Spesso il problema sembra semplice: accendi il condizionatore e senti il rumore familiare del compressore dentro, ma l’unità esterna resta muta. Il motore dell’unità esterna che non parte è una delle avarie più comuni e fastidiose, perché blocca tutto il sistema di raffreddamento. Prima di prendere un cacciavite o chiamare il primo tecnico disponibile, conviene capire cosa può essere successo e quali controlli si possono fare in sicurezza. Questa guida ti accompagna passo passo, con un linguaggio chiaro e consigli pratici, per distinguere i guasti risolvibili da soli da quelli che richiedono l’intervento di un professionista.
Indice
Capire cosa intendi per “motore esterno”
Quando la gente parla del “motore esterno” del condizionatore, di solito si riferisce al ventilatore dell’unità esterna. A volte però il problema riguarda il compressore, che è anch’esso un motore elettrico all’interno dell’unità esterna e ha effetti molto diversi sul funzionamento. Il ventilatore serve a raffreddare il condensatore; se non gira, l’aria non circola e il sistema si surriscalda. Il compressore comprime il refrigerante: se non parte, il circuito frigorifero non funziona e non otterrai freddo. È importante distinguere i due casi perché le cause e le soluzioni non sono le stesse.
Primo controllo: sicurezza e controlli immediati
La prima regola è di non improvvisare in presenza di elettricità. Prima di aprire coperture o pannelli, stacca l’alimentazione generale dell’apparecchio e, se possibile, il magnetotermico dedicato nel quadro elettrico. Verifica che l’interruttore esterno dell’unità non sia accidentalmente spento o corrosi i contatti del sezionatore esterno. Spesso il problema è banale: fusibile saltato, interruttore scattato, o un timer/termostato non impostato correttamente. Un semplice ripristino dell’alimentazione può risolvere la situazione in pochi minuti. Se senti odore di bruciato o noti parti bruciate, chiudi subito tutto e non tentare ulteriori prove.

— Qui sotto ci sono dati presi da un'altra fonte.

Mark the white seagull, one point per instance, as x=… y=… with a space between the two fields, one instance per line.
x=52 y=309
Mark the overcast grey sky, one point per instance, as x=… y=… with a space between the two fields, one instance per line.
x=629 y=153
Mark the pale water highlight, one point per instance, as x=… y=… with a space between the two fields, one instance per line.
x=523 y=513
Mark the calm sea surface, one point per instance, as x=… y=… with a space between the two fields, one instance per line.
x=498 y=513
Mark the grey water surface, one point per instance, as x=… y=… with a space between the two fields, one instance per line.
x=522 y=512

Controlli visivi e pulizia: cosa guardare dall’esterno
Un’occhiata esterna può rivelare molto. Controlla che le pale del ventilatore non siano bloccate da foglie, rami o accumuli di sporco. Verifica che le protezioni metalliche non siano deformate e che il gruppo non sia arrugginito in modo critico. Spesso i motorini si bloccano semplicemente perché il rotore è incastrato per ruggine o detriti. Un paio di colpetti leggeri con il dorso di una mano, con l’alimentazione staccata, possono far girare di nuovo il ventilatore se il problema è un bloccaggio meccanico temporaneo. Ricorda: non spingere con forza o piegare le pale, potresti danneggiarle e creare squilibri.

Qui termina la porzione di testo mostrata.